5) En retournant de cette épaisseur de marques vers plus de généralité (mais aussi
vers plus de profondeur de production du sens), nous faisons un sort à trois
programmes praxémiques : celui de la « blancheur », celui du « rouge », celui du
« loup » (les deux derniers étant discursivement liés). En un réglage du sens, où le
folklore et la parole la plus banale rencontrent la production d'auteur, le « loup » (au
singulier) dont on menace les jeunes filles est la défloration ; la « blancheur » est la
virginité. Le texte se laisse alors lire comme une angoisse de défloration : les autres
chèvres (« toutes y vont »), la liberté dans la montagne (érotisme juvénile).

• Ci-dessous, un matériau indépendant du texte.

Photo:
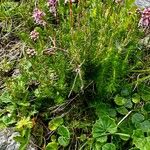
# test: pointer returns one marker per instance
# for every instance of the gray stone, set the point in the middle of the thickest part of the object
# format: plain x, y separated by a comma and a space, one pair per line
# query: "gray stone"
8, 143
142, 3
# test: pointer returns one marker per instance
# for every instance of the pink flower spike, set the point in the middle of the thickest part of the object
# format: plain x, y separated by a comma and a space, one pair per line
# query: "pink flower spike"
145, 18
38, 16
34, 35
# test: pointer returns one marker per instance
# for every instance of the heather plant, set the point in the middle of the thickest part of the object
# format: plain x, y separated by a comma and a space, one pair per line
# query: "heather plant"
81, 62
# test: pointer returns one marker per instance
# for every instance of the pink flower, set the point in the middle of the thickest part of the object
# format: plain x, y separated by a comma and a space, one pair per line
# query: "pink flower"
145, 18
52, 4
34, 35
38, 16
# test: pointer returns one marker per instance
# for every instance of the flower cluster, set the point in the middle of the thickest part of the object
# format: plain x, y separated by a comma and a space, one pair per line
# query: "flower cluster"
38, 16
34, 35
145, 18
31, 52
52, 6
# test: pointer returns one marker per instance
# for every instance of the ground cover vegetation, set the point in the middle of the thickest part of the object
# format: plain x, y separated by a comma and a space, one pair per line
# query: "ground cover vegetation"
75, 75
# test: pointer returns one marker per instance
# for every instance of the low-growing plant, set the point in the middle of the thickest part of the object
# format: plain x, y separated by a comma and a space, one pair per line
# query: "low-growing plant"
77, 57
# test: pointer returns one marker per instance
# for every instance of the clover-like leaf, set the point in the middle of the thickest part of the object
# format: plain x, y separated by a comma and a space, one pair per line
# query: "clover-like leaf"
63, 141
109, 146
136, 98
102, 126
63, 131
120, 100
137, 118
52, 146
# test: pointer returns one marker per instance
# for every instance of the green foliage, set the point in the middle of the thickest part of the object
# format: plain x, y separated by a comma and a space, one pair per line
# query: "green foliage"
86, 64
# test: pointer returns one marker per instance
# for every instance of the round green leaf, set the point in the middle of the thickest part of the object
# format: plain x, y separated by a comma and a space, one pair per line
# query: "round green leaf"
147, 107
109, 146
55, 123
137, 118
145, 126
63, 131
136, 98
52, 146
63, 141
120, 100
122, 110
102, 126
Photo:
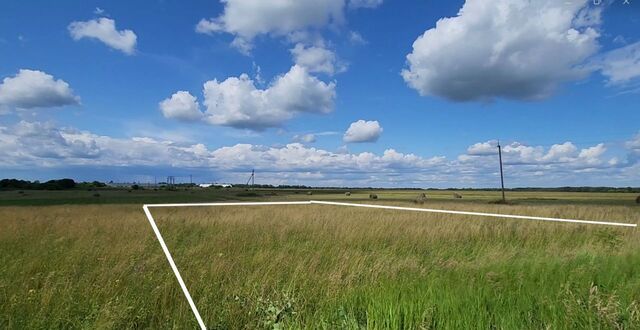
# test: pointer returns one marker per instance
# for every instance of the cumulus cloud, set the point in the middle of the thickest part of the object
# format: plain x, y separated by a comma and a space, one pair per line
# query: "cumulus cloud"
40, 146
35, 89
182, 106
634, 143
246, 19
236, 101
516, 153
104, 29
364, 3
356, 38
504, 49
304, 138
363, 131
483, 148
620, 66
316, 59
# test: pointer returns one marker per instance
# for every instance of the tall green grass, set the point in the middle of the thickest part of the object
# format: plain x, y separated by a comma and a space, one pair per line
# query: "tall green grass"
318, 267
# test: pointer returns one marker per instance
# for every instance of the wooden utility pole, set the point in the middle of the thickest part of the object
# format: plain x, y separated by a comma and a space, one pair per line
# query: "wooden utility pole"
501, 174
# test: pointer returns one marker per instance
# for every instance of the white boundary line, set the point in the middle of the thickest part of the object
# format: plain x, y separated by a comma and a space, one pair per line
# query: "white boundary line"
146, 207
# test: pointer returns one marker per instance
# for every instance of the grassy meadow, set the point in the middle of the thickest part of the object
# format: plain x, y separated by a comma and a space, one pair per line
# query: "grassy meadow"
324, 267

Le
programme praxémique sur ce point se contrôle par les métaphores vaginales
groupées autour de « fleur » (digitales de pourpre à longs calices, fleurs sauvages
débordant de sucs capiteux), jusqu'à l'icône finale (sa belle fourrure blanche toute
tachée de sang).
Devant ce sens produit, prend toute sa valeur la bifurcation des investissements
de lecteur : du côté de la proie (émotivité de jeune fille), du côté du prédateur
(émotivité mâle).
4.2. Ces strates de production-réception du texte nous placent devant la nécessité
– à moins de ne pas pousser la praxématique au terme de ses responsabilités – de
décrire le fonctionnement de sa lecture dans le corps social où elle intervient : les
usagers de la littérature française entre 1866 et nos jours, spécialement les usagers
scolaires puisque ce texte a été massivement pris en charge par l'école :
1) La lecture de la symbolisation chèvre = poète lyrique à Paris, évidente, imposée,
est celle qui fait le plus de difficultés. Elle demande une compétence culturelle
exceptionnelle. Elle est réservée à des lecteurs au fait de la textualité médiévale, de la
textualité 1866, et de l'écho de l'une dans l'autre. À cet égard, ce qui était en 1866
actuel est devenu rapidement archéologique ; les bornes de la compétence du lecteur
se sont resserrées. Mais les autres lectures s'en trouvent libérées.
2) La lecture sur la distance culturelle reste possible tant que cette distance est
éprouvée par le lecteur, ce qui est encore largement le cas. Le texte ainsi concourt à
la production d'une image de pays objet (la Provence) devant un pays sujet (Paris),
d'une culture d'ailleurs ordonnée relativement à une culture d'ici. C'est un texte
d'exotisme : un texte régionaliste.
3) La lecture « enfantine » est soutenue d'une part par une typologie de récits
enfantins (icônes auditives, exclamations, réutilisation de données folkloriques) et
par la facilité pour le sujet enfant de s'investir sous les programmes de sens
« jeune », « petit ». Dès lors, le texte est un outil idéologique d'affermissement de
l'institution scolaire ; au-delà, de renforcement de l'autorité parentale de l'autorité
sociale.
4) La lecture de la symbolisation pensionnaire reste possible si les données
sociologiques et idéologiques ne changent pas : jeune fille élevée au couvent,
mondanités masculines (fête) autour de la jeune fille, attirance/réprobation pour la
coureuse. Cette lecture est aujourd'hui encore largement possible. Elle est
contradictoire de la lecture enfantine. Sociologiquement et idéologiquement, l'enfant
ne doit pas décoder un message à sens sexuel. Mais la contradiction se résout
suivant une connivence d'adultes, qui abandonnent aux enfants la lecture enfantine,
s'en défaisant en reconnaissant la typologie propre au texte « pour jeunes lecteurs »,
et se réservent la lecture du symbole sexuel mondain 5 . L'articulation des deux

5 Quand, naturellement, le texte n'est pas expurgé pour les enfants.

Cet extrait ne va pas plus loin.